Il y a quelques semaines, avant que ne commence dans notre pays l’opération "confinement général", un certain nombre de voix, goguenardes, se faisaient entendre en se demandant combien de divorces allaient être la conséquence de ce rapprochement familial forcé. Pardon de ne pas sourire avec les cyniques et de ne pas trouver amusante et légère cette question qui n’a rien d’anodine. Si j’en fais mention ce matin, ce n’est donc pas pour donner des résultats, mais pour souligner un regret et une inquiétude.
Le regret d’abord sur lequel il me semble superflu de m’attarder, c’est l’absence dans les discours officiels de la moindre empathie pour la cellule familiale que ce confinement a à la fois éprouvée et, je l’espère, renforcée. Il eut été sans doute souhaitable qu’en souhaitant bon courage à tous ceux qui allaient être sur le pont pour que la vie puisse continuer, on dise aussi quelques mots à ceux qui, d’un coup, se retrouvaient confrontés à une promiscuité inédite et sommes toutes décapante. En rappelant, par exemple que la cellule de base de toute société, c’est d’abord la famille.

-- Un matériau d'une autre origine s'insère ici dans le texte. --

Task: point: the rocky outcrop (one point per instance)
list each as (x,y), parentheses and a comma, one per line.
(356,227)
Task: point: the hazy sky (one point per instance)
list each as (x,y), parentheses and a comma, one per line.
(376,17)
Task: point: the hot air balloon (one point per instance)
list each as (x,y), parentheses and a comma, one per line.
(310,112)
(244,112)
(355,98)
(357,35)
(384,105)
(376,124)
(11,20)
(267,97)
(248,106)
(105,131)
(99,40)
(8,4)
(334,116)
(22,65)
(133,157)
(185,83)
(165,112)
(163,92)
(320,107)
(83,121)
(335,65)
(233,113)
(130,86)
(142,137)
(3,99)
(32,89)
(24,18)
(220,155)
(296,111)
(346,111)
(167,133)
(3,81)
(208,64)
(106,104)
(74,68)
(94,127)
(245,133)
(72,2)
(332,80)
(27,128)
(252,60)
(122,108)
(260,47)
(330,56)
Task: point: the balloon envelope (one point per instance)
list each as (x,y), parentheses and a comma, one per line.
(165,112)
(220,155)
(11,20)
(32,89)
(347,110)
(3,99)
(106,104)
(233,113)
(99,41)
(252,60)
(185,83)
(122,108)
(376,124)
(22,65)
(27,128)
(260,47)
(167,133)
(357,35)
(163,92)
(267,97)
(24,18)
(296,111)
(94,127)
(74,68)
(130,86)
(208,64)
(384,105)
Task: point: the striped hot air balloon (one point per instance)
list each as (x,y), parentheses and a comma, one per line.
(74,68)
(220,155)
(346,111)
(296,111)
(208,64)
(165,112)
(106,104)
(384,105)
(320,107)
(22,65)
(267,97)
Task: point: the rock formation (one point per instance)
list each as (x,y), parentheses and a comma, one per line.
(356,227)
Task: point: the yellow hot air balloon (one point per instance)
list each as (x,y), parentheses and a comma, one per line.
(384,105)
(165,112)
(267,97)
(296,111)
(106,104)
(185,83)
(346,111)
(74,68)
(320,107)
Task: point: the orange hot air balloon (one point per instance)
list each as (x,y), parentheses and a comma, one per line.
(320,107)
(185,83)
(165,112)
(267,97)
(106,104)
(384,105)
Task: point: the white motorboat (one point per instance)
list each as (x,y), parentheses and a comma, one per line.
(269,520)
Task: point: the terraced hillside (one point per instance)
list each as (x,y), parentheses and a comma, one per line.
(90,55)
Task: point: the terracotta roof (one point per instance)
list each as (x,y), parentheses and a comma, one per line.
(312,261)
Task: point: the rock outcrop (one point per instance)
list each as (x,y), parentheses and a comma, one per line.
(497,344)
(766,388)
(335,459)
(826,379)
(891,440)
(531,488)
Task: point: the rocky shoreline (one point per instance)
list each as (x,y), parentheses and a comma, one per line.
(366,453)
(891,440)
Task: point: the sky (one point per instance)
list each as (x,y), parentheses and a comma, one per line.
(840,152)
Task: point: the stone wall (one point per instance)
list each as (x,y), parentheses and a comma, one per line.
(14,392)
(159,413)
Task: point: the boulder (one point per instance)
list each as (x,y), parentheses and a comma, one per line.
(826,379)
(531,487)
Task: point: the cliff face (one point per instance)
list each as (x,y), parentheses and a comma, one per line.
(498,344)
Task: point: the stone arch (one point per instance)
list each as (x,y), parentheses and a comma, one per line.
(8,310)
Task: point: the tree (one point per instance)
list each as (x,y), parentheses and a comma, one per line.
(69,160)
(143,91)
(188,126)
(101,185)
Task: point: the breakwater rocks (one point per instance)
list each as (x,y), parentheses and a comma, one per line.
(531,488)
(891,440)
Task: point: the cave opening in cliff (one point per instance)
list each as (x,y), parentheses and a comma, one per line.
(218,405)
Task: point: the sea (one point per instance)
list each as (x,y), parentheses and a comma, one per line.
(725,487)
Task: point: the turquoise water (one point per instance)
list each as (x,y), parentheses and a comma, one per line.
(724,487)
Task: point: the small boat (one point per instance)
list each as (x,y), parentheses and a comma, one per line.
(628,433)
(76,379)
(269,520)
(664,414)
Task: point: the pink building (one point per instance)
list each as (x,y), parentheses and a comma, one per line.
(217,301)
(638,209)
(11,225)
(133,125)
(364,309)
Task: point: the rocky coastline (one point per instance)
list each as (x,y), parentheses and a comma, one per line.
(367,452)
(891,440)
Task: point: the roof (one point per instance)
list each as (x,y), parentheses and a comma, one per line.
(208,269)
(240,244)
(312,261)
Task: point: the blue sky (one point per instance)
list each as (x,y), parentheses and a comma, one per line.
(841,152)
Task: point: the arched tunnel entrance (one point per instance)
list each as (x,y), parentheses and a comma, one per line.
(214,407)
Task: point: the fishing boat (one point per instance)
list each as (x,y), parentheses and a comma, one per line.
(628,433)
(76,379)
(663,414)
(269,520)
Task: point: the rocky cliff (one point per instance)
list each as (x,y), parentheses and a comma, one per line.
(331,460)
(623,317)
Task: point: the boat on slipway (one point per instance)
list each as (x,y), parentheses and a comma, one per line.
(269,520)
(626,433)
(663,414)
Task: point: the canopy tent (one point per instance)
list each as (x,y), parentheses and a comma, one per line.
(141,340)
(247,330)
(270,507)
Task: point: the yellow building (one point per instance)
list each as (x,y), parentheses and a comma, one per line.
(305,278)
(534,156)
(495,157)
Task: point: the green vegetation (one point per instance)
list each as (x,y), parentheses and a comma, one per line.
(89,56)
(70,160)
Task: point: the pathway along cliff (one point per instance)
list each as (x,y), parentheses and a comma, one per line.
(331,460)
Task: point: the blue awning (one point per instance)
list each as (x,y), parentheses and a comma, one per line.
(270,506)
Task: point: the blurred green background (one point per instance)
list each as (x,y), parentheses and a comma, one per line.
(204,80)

L’inquiétude, elle, porte sur demain : inquiétude d’une société de plus en plus clivée, séparée... Séparation entre ceux qui continuent d’aller au bureau parce qu’ils n’ont pas le choix et ceux qui travaillent depuis chez eux, en expérimentant cette atomisation de la relation professionnelle. Séparation entre ceux qui n’ont pas le choix d’utiliser sur de longues distances des transports en commun malgré tous les efforts un peu chaotiques, et ceux qui, enfourchant leurs belles bicyclettes et en deux coups de pédales, rejoindront leur centre-ville distant de quelques centaines de mètres grâce à de belles avenues à eux seuls réservées.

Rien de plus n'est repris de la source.